Thursday, August 3, 2017

The pleasures and the sorrows of work.

I’ve been thinking more than a little bit lately—maybe this is yet another example of my affinity for the morose—of Arthur Miller’s masterpiece, “The Death of Salesman.”

It’s the story of a man who dies with nothing. After a lifetime of work he is left with a house he can’t afford to live in, a broken Frigidaire, two wayward sons, and a wife whose final words are, “I can’t cry.”

A friend of mine wrote me the other day. We worked together for years and he’s a smart guy and an excellent writer. Beyond that he’s a gentle-man—I mean that hyphen. Wise, smart and thoughtful.

We got to talking about the nature of happiness—and the Grand Illusion of finding happiness at work.

I didn’t say this to him, but I’ll say this to you.

I think the reason the world has gone awards crazy (it seems to me like about 29 different agencies were “the most awarded at Cannes,” and there were more than 1000 Lions handed out at the show) is we feel an emptiness at work.

We seem to have succumbed to the notion that work can’t be rewarding unless we get rewards. Like a meal can’t be satisfying if you don’t have dessert.

We seem to have bought into the idea that unless our work wins a trophy, it just isn’t worthy unless it receives external recognition.

To jump playwrights on you, I often think of Big Daddy’s lambasting of Brick in Tennessee Williams’ great play, “Cat on a Hot Tin Roof.”

I hear this line as a paean to integrity. A tribute to those who, like Willy Loman, show up every day, who do their job as well as they can, who fight and push and fight and push. Who don’t do it for trophies, but for the satisfaction of knowing you’ve done right by the assignment, your team, your client, and most important, yourself.

Big Daddy said, “The truth is pain and sweat and payin’ bills and makin’ love to a woman that you don’t love anymore. Truth is dreams that don’t come true, and nobody prints your name in the paper ‘til you die.”

That’s pretty dark I know. This whole thing is downright lugubrious. But there’s a point.

We have abandoned our Search for Meaning and turned it into a Search for the Mammon of Awards—a search for the “high” of external recognition.
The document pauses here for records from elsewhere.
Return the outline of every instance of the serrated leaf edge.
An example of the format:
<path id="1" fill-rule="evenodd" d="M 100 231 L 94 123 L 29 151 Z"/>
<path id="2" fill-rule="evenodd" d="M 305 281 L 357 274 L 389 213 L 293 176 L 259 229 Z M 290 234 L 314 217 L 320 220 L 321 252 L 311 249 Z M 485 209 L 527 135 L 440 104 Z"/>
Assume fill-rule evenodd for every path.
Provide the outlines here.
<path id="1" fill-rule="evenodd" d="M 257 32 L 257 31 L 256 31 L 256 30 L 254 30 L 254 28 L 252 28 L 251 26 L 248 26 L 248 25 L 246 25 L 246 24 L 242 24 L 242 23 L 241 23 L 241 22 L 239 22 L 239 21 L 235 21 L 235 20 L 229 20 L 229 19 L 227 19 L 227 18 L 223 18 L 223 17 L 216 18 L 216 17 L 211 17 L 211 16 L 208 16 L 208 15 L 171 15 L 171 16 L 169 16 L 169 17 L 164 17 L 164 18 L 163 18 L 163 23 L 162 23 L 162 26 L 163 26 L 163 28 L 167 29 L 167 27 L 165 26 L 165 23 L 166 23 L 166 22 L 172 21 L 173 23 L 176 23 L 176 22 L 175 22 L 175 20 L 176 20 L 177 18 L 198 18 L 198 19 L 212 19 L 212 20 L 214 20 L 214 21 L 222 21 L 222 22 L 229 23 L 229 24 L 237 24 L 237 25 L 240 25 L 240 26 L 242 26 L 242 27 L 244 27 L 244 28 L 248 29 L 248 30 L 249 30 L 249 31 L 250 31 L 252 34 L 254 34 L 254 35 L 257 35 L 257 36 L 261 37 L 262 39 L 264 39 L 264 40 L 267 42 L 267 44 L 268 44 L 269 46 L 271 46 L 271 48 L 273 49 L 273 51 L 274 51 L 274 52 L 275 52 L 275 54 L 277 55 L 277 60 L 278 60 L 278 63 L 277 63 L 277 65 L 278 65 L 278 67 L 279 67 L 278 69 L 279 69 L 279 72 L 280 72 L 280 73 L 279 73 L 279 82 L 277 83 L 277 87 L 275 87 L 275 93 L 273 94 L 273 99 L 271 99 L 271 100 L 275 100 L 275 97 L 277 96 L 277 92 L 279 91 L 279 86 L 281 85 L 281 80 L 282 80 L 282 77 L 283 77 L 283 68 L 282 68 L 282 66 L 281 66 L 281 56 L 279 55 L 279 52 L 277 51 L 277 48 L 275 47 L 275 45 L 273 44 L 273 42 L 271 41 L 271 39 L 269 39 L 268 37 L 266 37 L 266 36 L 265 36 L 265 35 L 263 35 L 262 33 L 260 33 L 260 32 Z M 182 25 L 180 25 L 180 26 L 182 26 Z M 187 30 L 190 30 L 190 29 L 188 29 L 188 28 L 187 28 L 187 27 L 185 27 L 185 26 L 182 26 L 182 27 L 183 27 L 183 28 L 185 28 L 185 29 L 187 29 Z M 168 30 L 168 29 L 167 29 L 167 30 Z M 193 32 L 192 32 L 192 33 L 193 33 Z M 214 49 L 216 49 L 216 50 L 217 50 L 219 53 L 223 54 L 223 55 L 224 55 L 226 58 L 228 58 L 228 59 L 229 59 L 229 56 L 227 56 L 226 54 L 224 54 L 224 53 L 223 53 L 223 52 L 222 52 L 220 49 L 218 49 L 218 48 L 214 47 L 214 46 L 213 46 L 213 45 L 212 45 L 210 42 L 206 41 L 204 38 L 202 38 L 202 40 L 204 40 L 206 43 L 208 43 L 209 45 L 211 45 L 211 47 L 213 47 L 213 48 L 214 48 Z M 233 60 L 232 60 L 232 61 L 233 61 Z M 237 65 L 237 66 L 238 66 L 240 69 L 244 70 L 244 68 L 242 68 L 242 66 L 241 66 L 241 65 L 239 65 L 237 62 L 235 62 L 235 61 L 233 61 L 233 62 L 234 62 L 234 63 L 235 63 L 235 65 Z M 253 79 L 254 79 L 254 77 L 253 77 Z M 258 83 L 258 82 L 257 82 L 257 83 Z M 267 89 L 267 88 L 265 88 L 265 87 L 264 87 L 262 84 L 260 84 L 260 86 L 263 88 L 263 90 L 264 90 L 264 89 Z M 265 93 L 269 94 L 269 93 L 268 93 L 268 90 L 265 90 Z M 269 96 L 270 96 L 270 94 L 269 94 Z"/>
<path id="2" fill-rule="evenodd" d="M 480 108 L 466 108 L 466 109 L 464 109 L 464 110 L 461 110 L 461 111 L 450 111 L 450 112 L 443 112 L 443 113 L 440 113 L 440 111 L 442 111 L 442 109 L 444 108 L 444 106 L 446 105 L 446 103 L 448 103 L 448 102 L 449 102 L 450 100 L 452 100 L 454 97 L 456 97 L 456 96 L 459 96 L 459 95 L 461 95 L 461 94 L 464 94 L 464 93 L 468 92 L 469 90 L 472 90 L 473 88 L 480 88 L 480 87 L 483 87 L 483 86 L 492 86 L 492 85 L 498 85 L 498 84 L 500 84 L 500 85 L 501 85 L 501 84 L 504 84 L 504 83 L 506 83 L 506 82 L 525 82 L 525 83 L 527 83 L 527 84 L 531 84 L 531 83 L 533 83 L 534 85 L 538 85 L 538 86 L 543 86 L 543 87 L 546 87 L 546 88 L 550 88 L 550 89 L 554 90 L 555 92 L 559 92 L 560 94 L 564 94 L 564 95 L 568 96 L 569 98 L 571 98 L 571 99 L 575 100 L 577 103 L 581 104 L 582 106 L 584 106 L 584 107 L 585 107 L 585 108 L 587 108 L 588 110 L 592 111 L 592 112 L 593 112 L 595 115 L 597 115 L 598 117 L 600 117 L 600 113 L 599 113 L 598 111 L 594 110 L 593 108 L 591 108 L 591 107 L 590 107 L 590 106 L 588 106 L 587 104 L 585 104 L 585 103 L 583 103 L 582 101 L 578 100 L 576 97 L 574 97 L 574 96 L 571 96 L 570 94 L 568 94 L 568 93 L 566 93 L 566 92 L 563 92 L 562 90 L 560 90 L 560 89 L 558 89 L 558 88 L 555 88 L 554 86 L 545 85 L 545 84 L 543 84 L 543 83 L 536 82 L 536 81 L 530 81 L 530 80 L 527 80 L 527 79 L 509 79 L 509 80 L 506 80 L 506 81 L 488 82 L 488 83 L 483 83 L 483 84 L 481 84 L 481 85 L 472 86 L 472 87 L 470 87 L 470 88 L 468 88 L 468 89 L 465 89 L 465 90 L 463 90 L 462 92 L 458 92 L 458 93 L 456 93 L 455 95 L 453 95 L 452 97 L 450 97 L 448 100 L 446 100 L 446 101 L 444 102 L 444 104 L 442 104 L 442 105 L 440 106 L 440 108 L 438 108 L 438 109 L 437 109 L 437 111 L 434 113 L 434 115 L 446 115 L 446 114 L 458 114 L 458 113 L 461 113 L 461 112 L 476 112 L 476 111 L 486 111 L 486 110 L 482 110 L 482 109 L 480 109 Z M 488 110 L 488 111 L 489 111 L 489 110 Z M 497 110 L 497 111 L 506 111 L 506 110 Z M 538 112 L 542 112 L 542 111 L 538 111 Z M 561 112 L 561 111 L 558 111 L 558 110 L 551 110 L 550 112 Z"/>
I think one reason people feel so alienated in our industry is that they are looking always for the external, and seldom for the internal.

To my mind, we find our happiness, our joy, our reward through sweat and pain. As the Romans said so many millennia ago, “Laborare es Orare.” To work is to pray.

That is, like prayer, there’s a virtue in doing. In laboring. In making a perfect sentence. That’s where the victory of work lives.

I think it’s where satisfaction comes from.